I’ve screamed a lot worse. I’m not proud but when things are tough and you get overwhelmed sometimes can the best of us can lose it. I wouldn’t worry becaus she isn’t old enough to understand. For what it’s worth, I have screamed at my child when she was two to just die then. I will give the reason why I said it so I don’t look like a nut case. I said it because I couldn’t get her tube down and there were no nurses available that day and I couldn’t afford to get to the hospital. I also had our three year old moaning and had an argument with the other half. After trying for ages I gave up and screamed at her to just die then because I couldn’t get her milk into her. Oh god I regretted it but I left he room and calmed down before trying again. I felt awful but in the grand scheme of things it was a drop in the ocean. Things have improved by focusing on housework when they are happy even if it means forgoing a bit of rest lol. You’ll be fine and I just wanted to show that what you said wasn’t that bad.

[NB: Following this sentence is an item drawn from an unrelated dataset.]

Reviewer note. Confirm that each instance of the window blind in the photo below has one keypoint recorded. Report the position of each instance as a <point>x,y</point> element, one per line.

NeverTwerkNaked · 08/04/2018 13:54

You are an amazing mother. The fact you have kept going until they have brought you to breaking point shows this.
Pretty sure it is more unusual to not say that at some point!

Key is to see this as a warning sign that you need a bit of a break, and find some ways to carve out a tiny bit of time for yourself

lattewith3shotsplease · 08/04/2018 13:54

OP,
Most of us have been there at some point, be kind to yourself.
Flowers Wine

Lovemusic33 · 08/04/2018 13:55

Your not a bad mother, I have shouted many times, a five month old won’t understand that you swore. We all snap when we are tired. Lack of sleep is the worst part of having kids Sad

Petalflowers · 08/04/2018 13:56

We’ve all had moments like that.

rocketgirl22 · 08/04/2018 13:56

Make sure dc are safe and go for a breather. Even ten mins in the garden, slow and deep breaths until you feel better.

Sod the washing up and washing, go and put a film on for the dc and rest. Lie down and just close your eyes.

You are overtired, over stressed and over wrought. Every parent in the world gets to the end of their rope.